我只想在这里使用内置的 C 工具。迭代字符串中的每个字符并检查它_是否isalpha(ch)为真。如果是,那么它是有效的,否则它是一个特殊字符。

回答by Tony Delroy

If you want this, but don't want to go the whole hog and use regexps, and given you're test is for ASCII chars - just create a function to generate the string for find_first_not_of...

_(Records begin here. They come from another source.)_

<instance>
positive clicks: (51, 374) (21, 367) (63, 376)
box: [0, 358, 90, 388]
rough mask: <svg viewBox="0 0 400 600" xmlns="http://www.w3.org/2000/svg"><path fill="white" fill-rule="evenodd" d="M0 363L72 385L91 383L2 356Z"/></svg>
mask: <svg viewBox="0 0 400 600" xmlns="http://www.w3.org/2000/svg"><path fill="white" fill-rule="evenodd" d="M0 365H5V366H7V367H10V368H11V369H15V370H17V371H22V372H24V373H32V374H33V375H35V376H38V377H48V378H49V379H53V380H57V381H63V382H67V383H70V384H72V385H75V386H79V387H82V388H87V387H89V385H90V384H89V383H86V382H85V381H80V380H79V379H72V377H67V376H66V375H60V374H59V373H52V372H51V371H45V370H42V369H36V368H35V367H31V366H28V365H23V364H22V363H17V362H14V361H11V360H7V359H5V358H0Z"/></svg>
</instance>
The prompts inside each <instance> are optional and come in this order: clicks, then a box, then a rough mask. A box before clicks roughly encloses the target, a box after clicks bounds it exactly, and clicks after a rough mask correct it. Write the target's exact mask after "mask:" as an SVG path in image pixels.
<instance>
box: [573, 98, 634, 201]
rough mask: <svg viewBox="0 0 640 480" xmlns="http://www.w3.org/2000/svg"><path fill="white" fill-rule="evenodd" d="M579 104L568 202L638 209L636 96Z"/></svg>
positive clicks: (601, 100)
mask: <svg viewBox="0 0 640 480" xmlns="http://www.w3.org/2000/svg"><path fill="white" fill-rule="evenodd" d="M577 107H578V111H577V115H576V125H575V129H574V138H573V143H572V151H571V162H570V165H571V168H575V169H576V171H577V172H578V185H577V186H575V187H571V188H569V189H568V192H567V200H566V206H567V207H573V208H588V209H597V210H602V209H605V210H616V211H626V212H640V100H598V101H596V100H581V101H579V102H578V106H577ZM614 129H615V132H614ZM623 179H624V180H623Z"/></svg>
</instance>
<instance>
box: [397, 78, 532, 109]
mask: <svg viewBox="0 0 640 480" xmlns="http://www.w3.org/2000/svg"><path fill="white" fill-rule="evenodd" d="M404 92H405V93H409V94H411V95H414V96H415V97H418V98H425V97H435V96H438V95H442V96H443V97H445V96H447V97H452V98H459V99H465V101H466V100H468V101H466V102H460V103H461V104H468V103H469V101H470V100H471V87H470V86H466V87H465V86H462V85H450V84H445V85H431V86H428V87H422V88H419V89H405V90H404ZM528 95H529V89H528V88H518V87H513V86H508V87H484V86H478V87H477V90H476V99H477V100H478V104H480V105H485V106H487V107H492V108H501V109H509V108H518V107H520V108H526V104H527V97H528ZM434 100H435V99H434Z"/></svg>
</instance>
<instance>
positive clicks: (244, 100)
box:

如果你想要这个,但不想全力以赴并使用正则表达式,并且假设你测试的是 ASCII 字符 - 只需创建一个函数来生成find_first_not_of......

#include <iostream>
#include <string>

std::string expand(const char* p)
{
    std::string result;
    while (*p)
        if (p[1] == '-' && p[2])
        {
            for (int c = p[0]; c <= p[2]; ++c)
                result += (char)c;
            p += 3;
        }
        else
            result += *p++;
    return result;
}

int main()
{
    std::cout << expand("A-Za-z0-9_") << '\n';
}

回答by Bhavya Agarwal

Using

使用

    s.erase(std::remove_if(s.begin(), s.end(), my_predicate), s.end());

    bool my_predicate(char c)
    {
     return !(isalpha(c) || c=='_');
    }

will get you a clean string s.

会给你一个干净的字符串s

Erase will strip it off all the special characters and is highly customisable with the my_predicatefunction.

擦除将去除所有特殊字符,并且该my_predicate功能可高度自定义。